- Dorchester Location in Cumberland County Dorchester Location in New Jersey Dorchester Location in the United States
- Coordinates: 39°16′22″N 74°58′37″W﻿ / ﻿39.27278°N 74.97694°W
- Country: United States
- State: New Jersey
- County: Cumberland
- Township: Maurice River

Area
- • Total: 0.52 sq mi (1.34 km^{2})
- • Land: 0.49 sq mi (1.27 km^{2})
- • Water: 0.031 sq mi (0.08 km^{2})
- Elevation: 9.8 ft (3 m)

Population (2020)
- • Total: 291
- • Density: 594.5/sq mi (229.55/km^{2})
- ZIP Code: 08316
- FIPS code: 34-18010
- GNIS feature ID: 0875946

= Dorchester, New Jersey =

Populated place in Cumberland County, New Jersey, US

Dorchester is an unincorporated community located within Maurice River Township, in Cumberland County, in the U.S. state of New Jersey. The area is served as United States Postal Service ZIP Code 08316.
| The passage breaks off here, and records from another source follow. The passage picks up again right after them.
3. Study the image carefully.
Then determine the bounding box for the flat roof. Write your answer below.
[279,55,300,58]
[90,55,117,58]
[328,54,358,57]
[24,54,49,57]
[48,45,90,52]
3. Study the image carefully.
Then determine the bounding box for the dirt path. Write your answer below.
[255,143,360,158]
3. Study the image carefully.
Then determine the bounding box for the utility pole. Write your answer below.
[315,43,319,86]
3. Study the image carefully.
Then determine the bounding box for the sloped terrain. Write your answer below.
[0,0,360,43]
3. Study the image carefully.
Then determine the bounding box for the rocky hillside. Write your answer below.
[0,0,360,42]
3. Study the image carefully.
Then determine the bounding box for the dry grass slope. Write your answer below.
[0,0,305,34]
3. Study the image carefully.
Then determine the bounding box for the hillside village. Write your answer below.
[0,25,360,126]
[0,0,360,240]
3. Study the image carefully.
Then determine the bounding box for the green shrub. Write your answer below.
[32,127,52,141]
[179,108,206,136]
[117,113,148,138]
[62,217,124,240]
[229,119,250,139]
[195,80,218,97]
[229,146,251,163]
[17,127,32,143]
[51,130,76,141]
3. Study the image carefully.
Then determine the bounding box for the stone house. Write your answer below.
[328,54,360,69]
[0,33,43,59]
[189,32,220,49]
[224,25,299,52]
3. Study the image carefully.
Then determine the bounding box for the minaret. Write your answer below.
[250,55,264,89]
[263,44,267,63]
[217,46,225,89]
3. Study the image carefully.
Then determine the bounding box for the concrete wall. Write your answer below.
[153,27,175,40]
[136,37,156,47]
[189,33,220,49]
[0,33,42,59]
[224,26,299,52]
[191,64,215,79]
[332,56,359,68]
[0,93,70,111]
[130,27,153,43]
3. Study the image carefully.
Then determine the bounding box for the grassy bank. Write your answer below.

As of the 2020 census, Dorchester had a population of 291.

Shipbuilding has always been the principal industry in Dorchester, and the A.J. Meerwald, the state ship of New Jersey, was built here.
==Demographics==

Dorchester first appeared as a census designated place in the 2020 U.S. census.

Dorchester CDP, New Jersey – Racial and ethnic composition Note: the US Census treats Hispanic/Latino as an ethnic category. This table excludes Latinos from the racial categories and assigns them to a separate category. Hispanics/Latinos may be of any race.
| Race / Ethnicity (NH = Non-Hispanic) | Pop 2020 | 2020 |
|---|---|---|
| White alone (NH) | 229 | 78.69% |
| Black or African American alone (NH) | 9 | 3.09% |
| Native American or Alaska Native alone (NH) | 0 | 0.00% |
| Asian alone (NH) | 0 | 0.00% |
| Native Hawaiian or Pacific Islander alone (NH) | 0 | 0.00% |
| Other race alone (NH) | 0 | 0.00% |
| Mixed race or Multiracial (NH) | 23 | 7.90% |
| Hispanic or Latino (any race) | 30 | 10.31% |
| Total | 291 | 100.00% |

As of 2020, the population of the area was 291.

Historical population
| Census | Pop. | Note | %± |
| 2020 | 291 |  | — |
U.S. Decennial Census

==History==
It is said that it was in Dorchester where the Dutch ship Prince Maurice sank, giving the Maurice River and Maurice River Township its name.

==Education==
Students are zoned to Maurice River Township School District.